This year marks the retirement of Dimitri Bertsekas from MIT. Dimitri is an idol of mine, having literally written the book on every facet of optimization. His seminal works on distributed optimization, dynamic programming, and Lagrangian methods remain the best references available. I had the privilege of taking Dimitri’s convex analysis course in grad school, and he would frequently burst into class beaming because he had stayed up until 2AM the night before simplifying an argument of Rockafellar’s down to elementary calculus.
My last post on Lagrangians was based on Chapter 3 of Dimitri’s Nonlinear Programming Book. Chapter 2 also happens to feature one of my favorite passages about the delicate balance between theory and practice in optimization. One of the trickiest parts about optimization (and a point I intend to repeatedly hammer on this blog) is realizing how many of the theorems are “qualitative” rather than “quantitative.” I wanted to just quote Dimitri’s text in full here, as I don’t think I could write it better. Best wishes to you in retirement!
The Role of Convergence Analysis by Dimitris Bertsekas
The following subsection gives a number of mathematical propositions relating to the convergence properties of gradient methods. The meaning of these propositions is usually quite intuitive but their statement often requires complicated mathematical assumptions. Furthermore, their proof often involves tedious $\epsilon-\delta$ arguments, so at first sight students may wonder whether “we really have to go through all this.”
When Euclid was faced with a similar question from King Ptolemy of Alexandria, he replied that “there is no royal road to geometry.” In our case, however, the answer is not so simple because we are not dealing with a pure subject such as geometry that may be developed without regard for its practical application. In the eyes of most people, the value of an analysis or algorithm in nonlinear programming is judged primarily by its practical impact in solving various types of problems. It is therefore important to give some thought to the interface between convergence analysis and its practical application. To this end it is useful to consider two extreme viewpoints; most workers in the field find themselves somewhere between the two.

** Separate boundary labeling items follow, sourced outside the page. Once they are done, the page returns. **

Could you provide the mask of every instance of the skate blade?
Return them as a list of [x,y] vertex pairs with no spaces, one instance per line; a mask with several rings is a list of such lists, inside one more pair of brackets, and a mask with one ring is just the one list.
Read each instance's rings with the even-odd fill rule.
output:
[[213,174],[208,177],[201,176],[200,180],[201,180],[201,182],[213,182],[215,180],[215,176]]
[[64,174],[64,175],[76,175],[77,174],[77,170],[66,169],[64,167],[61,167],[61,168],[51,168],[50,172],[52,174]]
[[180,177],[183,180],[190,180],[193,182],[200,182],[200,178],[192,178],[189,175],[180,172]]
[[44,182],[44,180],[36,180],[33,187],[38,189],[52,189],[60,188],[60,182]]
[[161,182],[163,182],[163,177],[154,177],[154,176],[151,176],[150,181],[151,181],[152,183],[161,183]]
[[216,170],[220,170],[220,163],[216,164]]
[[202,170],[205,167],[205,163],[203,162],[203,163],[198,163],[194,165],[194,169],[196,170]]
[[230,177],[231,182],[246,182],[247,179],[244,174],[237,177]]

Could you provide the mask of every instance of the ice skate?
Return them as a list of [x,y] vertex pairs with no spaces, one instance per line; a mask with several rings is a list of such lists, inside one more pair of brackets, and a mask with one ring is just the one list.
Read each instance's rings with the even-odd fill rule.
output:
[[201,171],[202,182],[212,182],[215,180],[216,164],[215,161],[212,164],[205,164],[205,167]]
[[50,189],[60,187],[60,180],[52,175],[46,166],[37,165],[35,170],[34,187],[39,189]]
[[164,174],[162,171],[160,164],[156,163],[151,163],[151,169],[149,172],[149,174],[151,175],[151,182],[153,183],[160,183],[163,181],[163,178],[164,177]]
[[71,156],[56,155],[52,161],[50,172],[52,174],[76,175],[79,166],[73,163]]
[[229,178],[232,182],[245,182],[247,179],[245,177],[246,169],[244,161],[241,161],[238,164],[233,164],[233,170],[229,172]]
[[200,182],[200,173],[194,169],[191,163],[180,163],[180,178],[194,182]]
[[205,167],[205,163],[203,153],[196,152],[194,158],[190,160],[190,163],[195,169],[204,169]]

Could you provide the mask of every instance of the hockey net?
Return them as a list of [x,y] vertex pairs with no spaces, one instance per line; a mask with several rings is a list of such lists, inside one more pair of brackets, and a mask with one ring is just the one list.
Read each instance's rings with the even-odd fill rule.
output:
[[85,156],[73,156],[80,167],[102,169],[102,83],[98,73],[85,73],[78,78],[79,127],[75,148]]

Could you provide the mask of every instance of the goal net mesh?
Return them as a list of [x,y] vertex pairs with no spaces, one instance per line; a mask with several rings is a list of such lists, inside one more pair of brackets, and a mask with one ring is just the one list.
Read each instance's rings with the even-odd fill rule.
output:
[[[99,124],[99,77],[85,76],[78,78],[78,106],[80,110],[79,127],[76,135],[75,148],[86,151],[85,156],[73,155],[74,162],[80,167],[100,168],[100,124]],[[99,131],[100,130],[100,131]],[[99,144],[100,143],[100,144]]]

In the first viewpoint, convergence analysis is considered primarily a mathematical subject. The properties of an algorithm are quantified to the extent possible through mathematical statements. General and broadly applicable assertions, and simple and elegant proofs are at a premium here. The rationale is that simple statements and proofs are more readily understood, and general statements apply not only to the problems at hand but also to other problems that are likely to appear in the future. On the negative side, one may remark that simplicity is not always compatible with relevance, and broad applicability is often achieved through assumptions that are hard to verify or appreciate.
The second viewpoint largely rejects the role of mathematical analysis. The rationale here is that the validity and the properties of an algorithm for a given class of problems must be verified through practical experimentation anyway, so if an algorithm looks promising on intuitive grounds, why bother with a convergence analysis. Furthermore, there are a number of important practical questions that are hard to address analytically, such as roundoff error, multiple local minima, and a variety of finite termination and approximation issues. The main criticism of this viewpoint is that mathematical analysis often reveals (and explains) fundamental flaws of algorithms that experimentation may miss. These flaws often point the way to better algorithms or modified algorithms that are tailored to the type of practical problem at hand. Similarly, analysis may be more effective than experimentation in delineating the types of problems for which particular algorithms are well-suited.
Our own mathematical approach is tempered by practical concerns, but we note that the balance between theory and practice in nonlinear programming is particularly delicate, subjective, and problem dependent.